Publié le 4 janvier 2024 à 16:21
Blondet Eliot/ABACA
Alors que les polémiques et les accusations ne cessent de s'accumuler autour Gérard Depardieu, Olivier Véran, porte-parole du gouvernement, s'est exprimé sur l'affaire et a fait passer un message clair.

Le 25 décembre, une cinquantaine de personnalités, comme Carole Boquet, Gérard Darmon, Benoit Poelvoorde ou encore Carla Bruni, ont signé une tribune de soutien à Gérard Depardieu. La star est visé par plusieurs plaintes pour viols et agressions sexuelles, et s’est retrouvé en pleine polémique après la diffusion d’un numéro de Complément d’enquête (France 2) qui lui était consacré. La cinquantaine de personnalité dénonce notamment un lynchage : "Nous ne pouvons plus rester muets face au lynchage qui s’abat sur lui, face au torrent de haine qui se déverse sur sa personne, sans nuance, dans l’amalgame le plus complet et au mépris d’une présomption d’innocence dont il aurait bénéficié, comme tout un chacun, s’il n’était pas le géant du cinéma qu’il est. Lorsqu’on s’en prend ainsi à Gérard Depardieu, c’est l’art que l’on attaque", ont-elles écrit dans un texte relayé par le Figaro. Cet engagement médiatique a créé une vague d’indignation, mais aussi des réponses d’autres personnalités ou artistes, bien décidés à s’en prendre aux signataires.

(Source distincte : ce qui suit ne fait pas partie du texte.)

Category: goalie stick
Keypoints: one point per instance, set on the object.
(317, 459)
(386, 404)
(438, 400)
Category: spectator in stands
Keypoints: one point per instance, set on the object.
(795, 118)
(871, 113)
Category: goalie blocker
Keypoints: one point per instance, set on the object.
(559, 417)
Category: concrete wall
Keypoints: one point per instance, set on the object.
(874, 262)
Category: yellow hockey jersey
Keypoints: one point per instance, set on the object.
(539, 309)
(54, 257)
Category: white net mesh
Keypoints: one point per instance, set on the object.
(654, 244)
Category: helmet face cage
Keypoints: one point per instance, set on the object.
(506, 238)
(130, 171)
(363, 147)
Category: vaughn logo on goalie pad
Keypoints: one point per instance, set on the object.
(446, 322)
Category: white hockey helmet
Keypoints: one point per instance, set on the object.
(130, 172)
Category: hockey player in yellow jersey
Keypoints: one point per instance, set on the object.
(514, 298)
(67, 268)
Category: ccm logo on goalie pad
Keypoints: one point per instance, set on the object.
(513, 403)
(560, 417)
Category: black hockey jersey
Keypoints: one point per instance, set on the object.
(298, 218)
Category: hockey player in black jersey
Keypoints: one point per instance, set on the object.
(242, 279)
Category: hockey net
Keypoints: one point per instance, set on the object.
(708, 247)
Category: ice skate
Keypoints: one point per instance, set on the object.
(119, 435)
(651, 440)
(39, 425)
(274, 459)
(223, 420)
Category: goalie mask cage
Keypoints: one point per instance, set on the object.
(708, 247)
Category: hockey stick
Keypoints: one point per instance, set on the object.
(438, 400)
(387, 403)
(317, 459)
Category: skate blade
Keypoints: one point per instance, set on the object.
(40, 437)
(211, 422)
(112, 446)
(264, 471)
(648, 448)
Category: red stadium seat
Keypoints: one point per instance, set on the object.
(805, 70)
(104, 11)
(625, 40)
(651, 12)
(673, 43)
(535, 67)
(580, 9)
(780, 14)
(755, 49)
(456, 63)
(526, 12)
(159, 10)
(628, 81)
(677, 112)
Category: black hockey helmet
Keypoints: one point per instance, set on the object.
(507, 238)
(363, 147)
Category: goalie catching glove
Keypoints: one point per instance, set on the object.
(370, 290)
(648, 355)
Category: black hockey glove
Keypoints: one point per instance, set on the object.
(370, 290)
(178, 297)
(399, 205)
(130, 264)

Auparavant, Emmanuel Macron s’était lui aussi exprimé sur la situation du comédien, notamment après la diffusion d’un numéro de Complément d’enquête (France 2) consacré à l’acteur. Le Président de la République avait alors semblé prendre parti pour la star. "Je suis un grand admirateur de Gérard Depardieu. C’est un immense acteur, il a servi les plus beaux textes. Lui aussi est un génie de son art complet. Il a fait connaitre la France, nos grands auteurs et personnages dans le monde entier et je le dis en tant que président de la République et citoyen : il rend fière la France. Je continuerai de me battre mais j’aime que ce soit fait dans le bon ordre, avec le respect de nos valeurs. Dans nos valeurs, il y a la présomption d’innocence. (…) Vous ne me verrez jamais dans une chasse à l’homme (…) Quand tout le monde tombe sur le même homme, sur la base d’un reportage, sans même qu’il ait la possibilité de se défendre… Pour moi, c’est non", avait-il déclaré sur le plateau de C à vous (France 5).

Ce jeudi 4 janvier, Olivier Véran était invité dans la matinale de BFMTV et RMC. Face à Apolline de Malherbe, le porte-parole du gouvernement a évoqué l’affaire Depardieu et a tenu à faire passer un message clair. "Les propos tenus par Gérard Depardieu dans ce reportage (Complément d’enquête, ndlr) tel que je l’ai vu, ces propos me choquent. Et j’ai une pensée pour les personnes qui se sont senties offensées, qui sont victimes. J’entends aussi qu’il y a des personnes qui ont porté plainte contre Gérard Depardieu, la personne, pas l’acteur, contre lui, parce qu’elles estiment avoir été victimes de violences et qu’elles demandent une réparation. Lorsque la justice est saisie, c’est à elle de trancher, pas à vous et pas à moi. Nous ne sommes pas un tribunal populaire", a-t-il expliqué.